Y yo pensaba: “¡Cuánta intransigencia! Basta cometer una falta para que ostente su corazón herido… ¡Cuánta pureza y sabiduría! Él, en el fondo, me está mostrando lo que he hecho… Sus manos están llagadas y yo tengo parte en eso. Los pies, que aparecen bajo la ropa, también lo están… Mis fallos concurrieron a esas heridas. Siento que en mí hay defectos potenciales no reprimidos, en relación con los cuales, por el momento, no soy ajeno, pues no los rechacé aún.
“También estoy viendo bien todo lo que hay de mal en mí… Si no presto atención en ello, estoy perdido, pues no sé hasta dónde decaeré…”. Y concluía: “¡Cómo las cosas del hombre tocan en lo infinito! ¡Cómo es bonita la vida, al considerar que cada pequeño hecho tiene relación con el Cielo! ¡Cómo todo es grande!”.
Ese era su primer “mensaje” para mí.
El segundo, no obstante, se manifestaba así: “Sin embargo, hijo mío, no te digo esto para perderte, sino para perdonarte, pues existe en mí el manantial de un afecto más suave que el terciopelo, más ameno que cualquier brisa del mar y capaz de inundarlo enteramente, hasta lo más íntimo de tu ser”.
Y yo continuaba reflexionando: “¡Cómo es inmensa su dulzura! No sería capaz de medir su grandeza, si no entendiera la dimensión de esa dulzura. Siento que Él no quiere exigirme nada, ni castigarme, ni vengarse, poniendo su pie llagado, pero victorioso, sobre mi cabeza descarriada y pecadora. ¡No! Él quiere decirme que está dispuesto a pagar el bien por el mal, pues, a pesar de todo, tiene pena de mí considerando mi pequeñez”.
Aquel correctivo era delicioso, aunque yo percibía que me sería difícil mantener esa postura interior y que, en cierto momento, tendría que sufrir y luchar mucho. Pero, como niño, pensaba: “Bien, ¡aún no ha llegado la hora! Y esto es tan bueno que dejaré ese problema para después”. Tenía más curiosidad en fijar mi atención en lo que Dios estaba mostrándome que en deducir por mí mismo la consecuencia futura de aquello.
Deseando la “consecratio mundi”
Sin embargo, mi deseo iba más lejos: ¡yo quería morar en Él! Y reflexionaba: “Si pudiera estudiar, rezar, conversar, en fin, hacer todo cuanto hace un niño, a los pies de la imagen del Sagrado Corazón de Jesús, sería para mí una explosión de alegría, pues siento que Él lo impregnaría todo en mí y a mi alrededor, incluso mis amigos”.

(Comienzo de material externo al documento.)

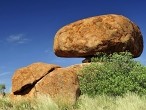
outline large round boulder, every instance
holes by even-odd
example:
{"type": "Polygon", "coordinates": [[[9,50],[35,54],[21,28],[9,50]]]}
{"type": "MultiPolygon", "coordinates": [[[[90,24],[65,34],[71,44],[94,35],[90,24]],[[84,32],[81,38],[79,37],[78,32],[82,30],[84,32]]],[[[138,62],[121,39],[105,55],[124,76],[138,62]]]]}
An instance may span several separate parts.
{"type": "Polygon", "coordinates": [[[97,52],[129,51],[139,57],[143,38],[139,27],[122,15],[101,15],[62,27],[54,38],[59,57],[89,57],[97,52]]]}

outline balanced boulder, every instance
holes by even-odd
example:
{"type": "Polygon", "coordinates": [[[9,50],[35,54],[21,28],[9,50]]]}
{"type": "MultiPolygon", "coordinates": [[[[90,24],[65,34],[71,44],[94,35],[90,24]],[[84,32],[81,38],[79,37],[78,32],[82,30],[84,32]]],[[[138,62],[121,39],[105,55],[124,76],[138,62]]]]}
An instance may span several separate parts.
{"type": "Polygon", "coordinates": [[[128,51],[139,57],[143,38],[139,27],[122,15],[102,15],[76,21],[62,27],[54,38],[59,57],[90,57],[128,51]]]}

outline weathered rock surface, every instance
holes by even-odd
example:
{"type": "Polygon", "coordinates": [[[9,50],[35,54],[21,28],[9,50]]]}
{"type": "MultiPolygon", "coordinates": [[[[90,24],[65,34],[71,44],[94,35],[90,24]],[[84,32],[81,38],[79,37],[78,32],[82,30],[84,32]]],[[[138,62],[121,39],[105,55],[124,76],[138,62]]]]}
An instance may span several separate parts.
{"type": "Polygon", "coordinates": [[[55,100],[75,103],[80,95],[77,74],[73,69],[55,69],[36,84],[36,91],[55,100]]]}
{"type": "Polygon", "coordinates": [[[34,63],[27,67],[18,69],[12,77],[12,92],[14,94],[25,94],[30,91],[35,83],[60,66],[46,63],[34,63]],[[27,91],[26,91],[27,89],[27,91]]]}
{"type": "Polygon", "coordinates": [[[89,57],[96,52],[129,51],[138,57],[143,51],[140,29],[128,18],[109,14],[76,21],[61,28],[54,39],[59,57],[89,57]]]}
{"type": "Polygon", "coordinates": [[[74,104],[80,95],[78,71],[86,64],[60,68],[57,65],[34,63],[18,69],[12,80],[13,99],[31,99],[40,94],[55,101],[74,104]]]}

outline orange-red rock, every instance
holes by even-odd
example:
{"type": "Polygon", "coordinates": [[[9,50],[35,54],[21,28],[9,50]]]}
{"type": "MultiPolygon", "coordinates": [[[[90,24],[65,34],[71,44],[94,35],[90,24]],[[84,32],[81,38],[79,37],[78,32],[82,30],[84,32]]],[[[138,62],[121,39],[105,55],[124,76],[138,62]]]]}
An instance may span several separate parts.
{"type": "Polygon", "coordinates": [[[12,77],[12,92],[14,94],[26,94],[34,87],[37,81],[49,74],[59,66],[46,63],[34,63],[16,70],[12,77]]]}
{"type": "Polygon", "coordinates": [[[12,79],[12,99],[32,99],[40,94],[49,95],[54,101],[74,104],[80,95],[79,70],[89,63],[66,68],[57,65],[34,63],[18,69],[12,79]]]}
{"type": "Polygon", "coordinates": [[[143,51],[139,27],[128,18],[109,14],[76,21],[61,28],[54,39],[59,57],[88,57],[96,52],[129,51],[138,57],[143,51]]]}
{"type": "Polygon", "coordinates": [[[58,68],[46,75],[36,84],[36,91],[49,94],[54,100],[75,103],[80,95],[76,71],[69,68],[58,68]]]}

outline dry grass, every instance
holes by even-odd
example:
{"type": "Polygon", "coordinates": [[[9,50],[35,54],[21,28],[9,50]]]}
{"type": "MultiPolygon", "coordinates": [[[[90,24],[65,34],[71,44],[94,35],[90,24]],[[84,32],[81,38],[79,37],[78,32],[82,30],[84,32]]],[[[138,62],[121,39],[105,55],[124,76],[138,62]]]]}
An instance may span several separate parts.
{"type": "Polygon", "coordinates": [[[146,97],[128,93],[124,97],[95,98],[82,95],[75,106],[53,102],[48,96],[33,101],[12,102],[8,97],[0,99],[0,110],[146,110],[146,97]]]}

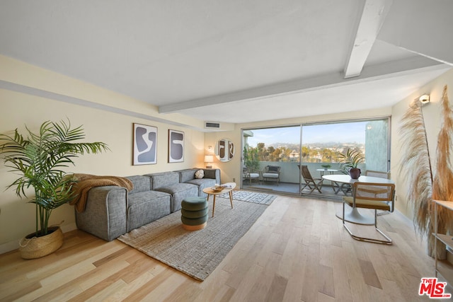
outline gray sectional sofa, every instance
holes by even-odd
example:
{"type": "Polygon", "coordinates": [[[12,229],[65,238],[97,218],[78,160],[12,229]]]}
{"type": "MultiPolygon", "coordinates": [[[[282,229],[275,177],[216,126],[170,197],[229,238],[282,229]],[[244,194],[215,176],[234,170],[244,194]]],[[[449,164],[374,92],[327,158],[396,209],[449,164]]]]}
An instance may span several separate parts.
{"type": "Polygon", "coordinates": [[[185,197],[202,196],[205,187],[219,184],[219,169],[185,169],[127,177],[134,185],[128,192],[116,186],[91,188],[85,211],[76,211],[80,230],[107,241],[178,211],[185,197]],[[198,170],[202,178],[196,178],[198,170]]]}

Se podría pensar que yo deseaba permanecer rezando allí, abandonando los juegos, el alimento, la buena cama y el confort. No era así. Mi idea era la siguiente: “¡Qué bueno sería si Él pudiera presidir toda mi vida!”.
Me gustaría llevar a escondidas un éclair y decirle: “Señor, aquí está este dulce, tan a fin con Vos. Me voy a unir a Vos comiéndolo y pensando en Vos. ¡Bendecid este éclair!”. Lo comería a sus pies y me quedaría contentísimo. Después diría: “Señor, he traído otro más… Es de café, mi éclair preferido”.

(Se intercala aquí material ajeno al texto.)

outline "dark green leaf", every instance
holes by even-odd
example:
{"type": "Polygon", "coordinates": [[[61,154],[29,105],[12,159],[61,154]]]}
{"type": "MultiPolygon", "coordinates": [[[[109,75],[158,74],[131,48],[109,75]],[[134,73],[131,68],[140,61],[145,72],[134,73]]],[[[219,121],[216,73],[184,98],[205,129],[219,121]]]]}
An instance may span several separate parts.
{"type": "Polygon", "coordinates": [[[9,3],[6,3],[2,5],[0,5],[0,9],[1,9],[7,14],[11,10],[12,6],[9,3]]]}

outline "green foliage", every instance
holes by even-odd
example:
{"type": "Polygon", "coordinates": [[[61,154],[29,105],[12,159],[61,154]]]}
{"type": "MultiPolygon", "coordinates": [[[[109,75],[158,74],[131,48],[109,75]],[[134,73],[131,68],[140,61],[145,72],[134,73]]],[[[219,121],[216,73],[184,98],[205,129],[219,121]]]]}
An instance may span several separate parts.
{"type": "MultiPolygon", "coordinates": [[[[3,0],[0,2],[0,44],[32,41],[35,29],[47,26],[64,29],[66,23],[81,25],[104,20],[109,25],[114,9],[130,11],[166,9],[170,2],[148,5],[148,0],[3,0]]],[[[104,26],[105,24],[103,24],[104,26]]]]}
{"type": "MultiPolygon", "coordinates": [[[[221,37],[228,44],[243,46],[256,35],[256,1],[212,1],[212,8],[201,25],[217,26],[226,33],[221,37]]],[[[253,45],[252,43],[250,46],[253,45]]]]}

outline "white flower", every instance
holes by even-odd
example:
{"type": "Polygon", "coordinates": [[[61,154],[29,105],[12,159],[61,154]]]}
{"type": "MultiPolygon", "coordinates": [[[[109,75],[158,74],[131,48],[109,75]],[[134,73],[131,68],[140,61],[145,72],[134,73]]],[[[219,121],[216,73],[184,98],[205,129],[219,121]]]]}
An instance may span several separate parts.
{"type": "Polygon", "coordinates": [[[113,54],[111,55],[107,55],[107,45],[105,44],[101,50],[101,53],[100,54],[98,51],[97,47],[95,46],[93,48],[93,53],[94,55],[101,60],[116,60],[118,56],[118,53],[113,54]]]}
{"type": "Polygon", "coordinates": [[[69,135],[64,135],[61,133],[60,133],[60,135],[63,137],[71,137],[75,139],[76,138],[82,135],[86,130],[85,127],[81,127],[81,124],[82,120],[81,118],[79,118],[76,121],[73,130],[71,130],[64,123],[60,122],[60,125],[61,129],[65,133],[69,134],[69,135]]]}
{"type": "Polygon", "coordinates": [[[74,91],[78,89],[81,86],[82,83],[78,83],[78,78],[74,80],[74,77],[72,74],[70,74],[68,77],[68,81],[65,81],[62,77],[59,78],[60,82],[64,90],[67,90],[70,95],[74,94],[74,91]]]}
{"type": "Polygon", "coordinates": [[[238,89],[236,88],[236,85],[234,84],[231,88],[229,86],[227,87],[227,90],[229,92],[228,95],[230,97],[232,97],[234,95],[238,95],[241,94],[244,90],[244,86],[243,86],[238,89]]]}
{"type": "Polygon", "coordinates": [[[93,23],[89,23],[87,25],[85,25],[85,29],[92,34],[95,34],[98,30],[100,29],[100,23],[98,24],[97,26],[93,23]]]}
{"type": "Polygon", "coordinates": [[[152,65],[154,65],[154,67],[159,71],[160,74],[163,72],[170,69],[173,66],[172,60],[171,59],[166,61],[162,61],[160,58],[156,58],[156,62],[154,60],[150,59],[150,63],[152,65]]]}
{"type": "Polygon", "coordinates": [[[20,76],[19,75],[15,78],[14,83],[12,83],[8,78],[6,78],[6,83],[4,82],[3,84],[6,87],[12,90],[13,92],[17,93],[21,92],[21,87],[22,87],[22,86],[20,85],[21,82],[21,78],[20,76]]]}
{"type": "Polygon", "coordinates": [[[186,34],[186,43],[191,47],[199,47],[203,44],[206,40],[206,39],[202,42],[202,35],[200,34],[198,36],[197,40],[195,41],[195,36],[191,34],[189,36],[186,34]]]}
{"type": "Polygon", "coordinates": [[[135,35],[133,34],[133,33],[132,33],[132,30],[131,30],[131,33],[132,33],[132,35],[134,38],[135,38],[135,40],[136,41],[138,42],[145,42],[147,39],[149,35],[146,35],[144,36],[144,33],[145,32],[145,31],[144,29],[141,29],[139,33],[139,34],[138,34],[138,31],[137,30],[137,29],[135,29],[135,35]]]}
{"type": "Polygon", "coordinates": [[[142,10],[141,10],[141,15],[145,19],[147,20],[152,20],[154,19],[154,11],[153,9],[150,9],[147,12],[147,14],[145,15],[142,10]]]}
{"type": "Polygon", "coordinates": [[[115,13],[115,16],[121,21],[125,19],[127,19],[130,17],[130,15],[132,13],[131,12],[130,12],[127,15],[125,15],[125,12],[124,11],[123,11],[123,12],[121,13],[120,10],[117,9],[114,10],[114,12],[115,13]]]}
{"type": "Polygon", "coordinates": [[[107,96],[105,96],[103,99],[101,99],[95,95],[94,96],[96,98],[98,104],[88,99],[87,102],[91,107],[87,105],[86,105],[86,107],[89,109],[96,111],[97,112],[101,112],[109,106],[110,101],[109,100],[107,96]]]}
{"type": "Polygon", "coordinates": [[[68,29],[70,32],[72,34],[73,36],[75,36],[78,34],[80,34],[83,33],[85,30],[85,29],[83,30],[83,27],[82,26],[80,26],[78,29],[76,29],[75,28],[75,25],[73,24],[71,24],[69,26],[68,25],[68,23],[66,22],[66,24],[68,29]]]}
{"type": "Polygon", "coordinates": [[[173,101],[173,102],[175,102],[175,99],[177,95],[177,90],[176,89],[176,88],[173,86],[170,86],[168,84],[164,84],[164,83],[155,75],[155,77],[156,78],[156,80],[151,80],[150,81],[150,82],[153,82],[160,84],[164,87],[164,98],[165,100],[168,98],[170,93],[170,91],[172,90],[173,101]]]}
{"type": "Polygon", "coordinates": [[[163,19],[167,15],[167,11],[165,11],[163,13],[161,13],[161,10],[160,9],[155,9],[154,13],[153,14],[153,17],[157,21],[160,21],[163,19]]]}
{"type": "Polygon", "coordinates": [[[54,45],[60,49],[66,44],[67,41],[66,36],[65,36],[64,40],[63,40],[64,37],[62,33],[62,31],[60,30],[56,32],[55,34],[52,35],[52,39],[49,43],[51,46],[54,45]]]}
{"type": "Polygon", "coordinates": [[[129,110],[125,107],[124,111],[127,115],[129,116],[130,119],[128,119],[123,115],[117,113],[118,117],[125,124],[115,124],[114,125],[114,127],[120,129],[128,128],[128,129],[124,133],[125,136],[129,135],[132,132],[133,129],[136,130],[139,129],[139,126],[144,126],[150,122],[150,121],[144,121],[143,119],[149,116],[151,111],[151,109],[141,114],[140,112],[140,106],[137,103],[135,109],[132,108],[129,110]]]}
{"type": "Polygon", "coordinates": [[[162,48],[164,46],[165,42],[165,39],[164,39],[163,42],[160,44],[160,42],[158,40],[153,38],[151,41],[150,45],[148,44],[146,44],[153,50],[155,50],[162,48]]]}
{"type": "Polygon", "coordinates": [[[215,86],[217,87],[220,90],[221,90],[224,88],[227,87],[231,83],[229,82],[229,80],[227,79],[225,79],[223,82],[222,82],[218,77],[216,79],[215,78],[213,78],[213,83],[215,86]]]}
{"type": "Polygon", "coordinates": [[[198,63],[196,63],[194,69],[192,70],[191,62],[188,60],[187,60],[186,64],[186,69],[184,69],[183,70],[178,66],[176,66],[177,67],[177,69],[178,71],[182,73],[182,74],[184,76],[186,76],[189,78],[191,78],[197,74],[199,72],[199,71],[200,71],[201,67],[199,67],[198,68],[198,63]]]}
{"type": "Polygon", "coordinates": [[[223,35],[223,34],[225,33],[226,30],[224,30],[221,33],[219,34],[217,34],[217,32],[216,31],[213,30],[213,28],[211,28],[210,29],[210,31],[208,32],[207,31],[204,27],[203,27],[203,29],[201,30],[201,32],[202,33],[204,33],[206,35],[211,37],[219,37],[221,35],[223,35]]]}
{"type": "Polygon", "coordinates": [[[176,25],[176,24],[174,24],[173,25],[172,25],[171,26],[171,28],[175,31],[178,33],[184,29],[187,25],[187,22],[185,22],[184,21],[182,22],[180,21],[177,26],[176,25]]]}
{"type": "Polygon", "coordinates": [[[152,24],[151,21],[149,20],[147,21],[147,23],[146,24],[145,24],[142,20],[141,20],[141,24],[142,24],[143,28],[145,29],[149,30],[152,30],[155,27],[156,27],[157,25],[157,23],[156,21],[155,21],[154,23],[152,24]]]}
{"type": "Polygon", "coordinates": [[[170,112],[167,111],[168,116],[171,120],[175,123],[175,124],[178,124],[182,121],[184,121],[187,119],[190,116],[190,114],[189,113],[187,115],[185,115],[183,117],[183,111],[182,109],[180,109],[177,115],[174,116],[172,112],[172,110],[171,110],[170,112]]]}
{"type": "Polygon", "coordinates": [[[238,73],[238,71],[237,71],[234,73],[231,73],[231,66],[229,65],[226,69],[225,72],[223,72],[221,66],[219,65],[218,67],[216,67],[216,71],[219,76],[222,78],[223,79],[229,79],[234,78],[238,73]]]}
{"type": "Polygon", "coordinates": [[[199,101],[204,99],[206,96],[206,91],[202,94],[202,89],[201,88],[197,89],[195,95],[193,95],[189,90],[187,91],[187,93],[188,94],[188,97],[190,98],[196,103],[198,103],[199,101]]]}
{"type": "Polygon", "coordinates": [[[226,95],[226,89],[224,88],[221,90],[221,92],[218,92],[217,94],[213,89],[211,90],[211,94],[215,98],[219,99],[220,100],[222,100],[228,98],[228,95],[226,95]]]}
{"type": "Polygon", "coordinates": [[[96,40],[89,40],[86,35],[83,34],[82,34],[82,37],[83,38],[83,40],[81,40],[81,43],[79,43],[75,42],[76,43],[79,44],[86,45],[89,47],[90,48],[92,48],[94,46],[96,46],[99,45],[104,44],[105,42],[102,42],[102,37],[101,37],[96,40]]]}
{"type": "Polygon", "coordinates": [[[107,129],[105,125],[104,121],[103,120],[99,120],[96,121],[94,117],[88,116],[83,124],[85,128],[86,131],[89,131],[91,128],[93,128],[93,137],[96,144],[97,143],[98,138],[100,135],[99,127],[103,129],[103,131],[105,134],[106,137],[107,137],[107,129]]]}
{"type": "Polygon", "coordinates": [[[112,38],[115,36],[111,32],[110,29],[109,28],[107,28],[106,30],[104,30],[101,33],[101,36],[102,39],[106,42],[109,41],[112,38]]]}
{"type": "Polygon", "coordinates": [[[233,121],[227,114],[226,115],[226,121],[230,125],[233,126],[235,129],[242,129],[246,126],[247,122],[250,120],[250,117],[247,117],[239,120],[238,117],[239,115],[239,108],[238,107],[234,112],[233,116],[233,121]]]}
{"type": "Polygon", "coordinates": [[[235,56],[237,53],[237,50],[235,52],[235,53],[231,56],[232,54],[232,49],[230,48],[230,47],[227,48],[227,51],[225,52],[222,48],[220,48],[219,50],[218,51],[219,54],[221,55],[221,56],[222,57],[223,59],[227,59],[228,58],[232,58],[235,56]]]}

Y, si no pudiera permanecer allí, me despediría de Él así: “Señor, os agradezco la buena compañía que me habéis hecho”. Y pienso que no habría nada malo en eso. Allí estaba, en raíz, el deseo de la consecratio mundi y de la sacralización del orden temporal.
“Mi alegría de vivir”
Hoy percibo que mi actitud en esos momentos era la verdadera oración, pero no vocal.
Yo pensaba sobre muchas cosas, encantándome al ver que eran buenas y relacionándolas implícitamente con el Sagrado Corazón de Jesús, lo que constituía, por tanto, una meditación profundamente religiosa.
En esas horas de silencio, tenía una paz y un contentamiento muy intensos en sentir mi virtud y mi unión con Él. Y esa era mi alegría de vivir. Si alguien afirmara con pruebas de evidencia que el Sagrado Corazón de Jesús no existía, yo era capaz de tener una convulsión y morir. Pues si Él no fuera verdadero, me desmenuzaría y ya no sería yo mismo.
(Extraído, con pequeñas adaptaciones, de: Notas Autobiográficas. São Paulo: Retornarei, 2008, v. I, pp. 502-518).